A l’appui de leur recours, les demandeurs, déclarant être originaire de la ville de Tuzla en Bosnie-Herzégovine, et être de nationalité bosnienne, exposent s’être converti respectivement en 1992, en ce qui concerne la demanderesse, et en 1997, en ce qui concerne le demandeur, à la religion des témoins de Jéhovah. La demanderesse précise que sa famille lui aurait reproché cette conversion. Les demandeurs exposent craindre un retour dans leur pays d’origine en raison de problèmes que le demandeur aurait eu avec des anciens combattants de la guerre, qui auraient été engagés ensemble avec le demandeur dans les combats de 1992 à 1996. Le demandeur fait ainsi état de menaces de la part d’anciens camarades d’unité, de confession musulmane, qui lui reprocheraient sa conversion. Plus particulièrement, il fait état de menaces reçues dans le cadre de l’exploitation de son commerce à Tuzla de la part de trois anciens camarades de son unité militaire, qui considéreraient sa conversion comme un acte de trahison « à la nation musulmane ». Compte tenu de ces menaces, les demandeurs auraient dû fermer leur commerce le 20 décembre 2008. D’autre part, les demandeurs affirment avoir peur du mouvement des « Vehabija », groupement extrémiste islamiste qui serait en expansion en Bosnie-Herzégovine.

En droit, les demandeurs reprochent au ministre d’avoir fondé sa décision sur un examen superficiel et insuffisant des faits. Ils affirment que les autorités en place en Bosnie-Herzégovine seraient incapables de leur offrir une protection appropriée, en faisant état d’un système judiciaire inefficace. Ils soutiennent que ce défaut de protection serait établi par les évènements particuliers touchant leur situation personnelle dont ils auraient fait état, et, plus particulièrement, par les menaces de la part d’anciens combattants les contraignant à fermer leur commerce. Parmi les agresseurs, ils citent plus particulièrement un dénommé , qui serait un délinquant de droit commun connu par les forces policières et qui aurait été jugé pour viol, mais qui n’aurait purgé aucune peine.

Les demandeurs soutiennent que les faits dont ils font état seraient suffisamment graves par leur nature et par leur caractère répété pour constituer une violation grave de leurs droits fondamentaux de l’homme. Ils soulignent à cet égard que les anciens combattants ainsi que le mouvement des Vehabije pourraient être considérés comme des acteurs de persécution dans la mesure où leurs pratiques courantes resteraient impunies. Dans ce contexte, ils soulignent encore qu’une loi bosnienne de novembre 2005, ayant pour objet de retirer la citoyenneté bosnienne aux islamistes extrémistes, ne serait pas sérieusement appliquée par les autorités.

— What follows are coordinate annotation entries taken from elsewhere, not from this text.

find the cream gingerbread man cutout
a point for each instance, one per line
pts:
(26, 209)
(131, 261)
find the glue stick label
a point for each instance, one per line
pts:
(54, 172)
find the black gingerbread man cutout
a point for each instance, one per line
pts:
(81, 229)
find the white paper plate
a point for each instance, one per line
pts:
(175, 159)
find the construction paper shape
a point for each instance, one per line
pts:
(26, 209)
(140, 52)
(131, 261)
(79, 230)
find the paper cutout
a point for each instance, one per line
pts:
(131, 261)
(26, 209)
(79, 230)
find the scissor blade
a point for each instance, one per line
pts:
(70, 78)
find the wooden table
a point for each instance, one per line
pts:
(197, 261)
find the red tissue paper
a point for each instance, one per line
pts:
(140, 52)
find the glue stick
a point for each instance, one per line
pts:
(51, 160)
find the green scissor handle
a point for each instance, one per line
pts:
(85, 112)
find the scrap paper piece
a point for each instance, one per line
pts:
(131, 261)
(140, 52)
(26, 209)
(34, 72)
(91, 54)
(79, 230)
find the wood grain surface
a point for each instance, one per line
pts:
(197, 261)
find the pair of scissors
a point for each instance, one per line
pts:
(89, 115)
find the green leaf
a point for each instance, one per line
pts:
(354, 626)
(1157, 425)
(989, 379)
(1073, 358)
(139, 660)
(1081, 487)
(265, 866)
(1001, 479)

Le délégué du gouvernement estime que le ministre aurait fait une saine appréciation de la situation des demandeurs, de sorte que ceux-ci seraient à débouter de leur recours.

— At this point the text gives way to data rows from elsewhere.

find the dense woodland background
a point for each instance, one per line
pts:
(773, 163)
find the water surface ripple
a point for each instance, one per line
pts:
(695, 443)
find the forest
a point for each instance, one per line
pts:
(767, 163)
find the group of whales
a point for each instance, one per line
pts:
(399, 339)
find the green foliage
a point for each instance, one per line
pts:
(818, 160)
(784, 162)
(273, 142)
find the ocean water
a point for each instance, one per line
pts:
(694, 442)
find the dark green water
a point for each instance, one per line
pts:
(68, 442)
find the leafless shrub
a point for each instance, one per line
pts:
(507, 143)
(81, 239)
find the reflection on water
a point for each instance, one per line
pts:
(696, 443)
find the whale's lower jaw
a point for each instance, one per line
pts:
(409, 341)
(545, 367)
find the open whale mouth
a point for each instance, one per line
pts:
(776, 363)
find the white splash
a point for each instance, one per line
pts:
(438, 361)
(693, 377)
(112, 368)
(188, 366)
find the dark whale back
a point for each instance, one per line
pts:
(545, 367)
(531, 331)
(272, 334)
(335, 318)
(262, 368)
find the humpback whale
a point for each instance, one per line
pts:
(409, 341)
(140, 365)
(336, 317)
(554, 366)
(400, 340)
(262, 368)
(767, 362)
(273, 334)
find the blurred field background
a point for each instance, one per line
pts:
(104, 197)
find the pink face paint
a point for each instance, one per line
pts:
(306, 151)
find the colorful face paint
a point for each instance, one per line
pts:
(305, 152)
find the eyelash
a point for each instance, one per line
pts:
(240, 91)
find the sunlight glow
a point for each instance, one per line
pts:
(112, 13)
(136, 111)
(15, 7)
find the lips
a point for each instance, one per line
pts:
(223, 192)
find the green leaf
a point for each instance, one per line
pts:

Aux termes de l’article 2 a) de la loi du 5 mai 2006, la notion de « protection internationale » se définit comme correspondant au statut de réfugié et au statut conféré par la protection subsidiaire.

La notion de « réfugié » est définie par l’article 2 c) de ladite loi comme étant « tout ressortissant d’un pays tiers qui, parce qu’il craint avec raison d’être persécuté du fait de sa race, de sa religion, de sa nationalité, de ses opinions politiques ou de son appartenance à un certain groupe social, se trouve hors du pays dont il a la nationalité et qui ne peut ou, du fait de cette crainte, ne veut se réclamer de la protection de ce pays ou tout apatride qui, se trouvant pour les raisons susmentionnées hors du pays dans lequel il avait sa résidence habituelle, ne peut ou, du fait de cette crainte, ne veut y retourner (…)».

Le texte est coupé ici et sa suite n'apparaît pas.